Слушая Тимошку и сравнивая слова его с рассказами Тихона Парфеньевича об уездном судье, Петр Авдеевич задумался не на шутку. Ну, а как впрямь Пелагея Влась-евна невеста с приданым? уж не последовать ли благому совету Тимошки? говорил сам себе штаб-ротмистр, да не завязать ли дело серьезное? и откажут – беда небольшая, а как не откажут? Сверх же того, Пелагея Власьевна такая пригожая, что, не будь у Петра Авдеевича казенного долга, да костюковских недоимок, да наклонности жить не скряжнически, он и не подумал бы о приданом.
Странное, диковинное дело, а нельзя не убедиться в той неоспоримой истине, что алчность и жажда к приобретению, эти два унизительные и порочные свойства человека, развиты преимущественно в богатых людях, а не в бедных; к каким средствам ни прибегает большая часть первых, чтобы увеличить цифру собственности, и каким лишениям не подвергают они сами себя и свои семейства?

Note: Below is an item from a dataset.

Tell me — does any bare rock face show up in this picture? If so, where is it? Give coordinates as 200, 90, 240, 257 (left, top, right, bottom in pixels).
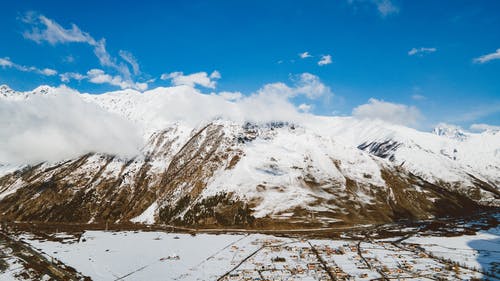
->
0, 121, 500, 228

Примером может служить один богач, употреблявший постоянно для собственного своего стола только то масло, которое по горечи своей оказывалось совершенно негодным в продажу…
– Однако, брат Тимошка, Кочкины-то, видно, живут не то чтобы очень близко? – спросил наконец у кучера штаб-ротмистр, когда и дом купца Сыромятникова, и Выселки, и Пригорец остались позади их.
– Не близко, барин, – отвечал Тимошка, – верст с двадцать с лишком считаем от Костюкова, а может, и будет больше; вот зимником лощиной пойдет дорога, так верст пяток выбросим вон, летом же болото топкое, не проберешься и верхом. Вот, батюшка Петр Авдеевич, дождемся снежку да доживем, бог даст, до святок; на евтих-то местах зверья бывает такое множество, что отбоя нет суседним деревням; коли милости вашей да захочется поохотиться, уж я вам доложу, барин, охота будет отменная.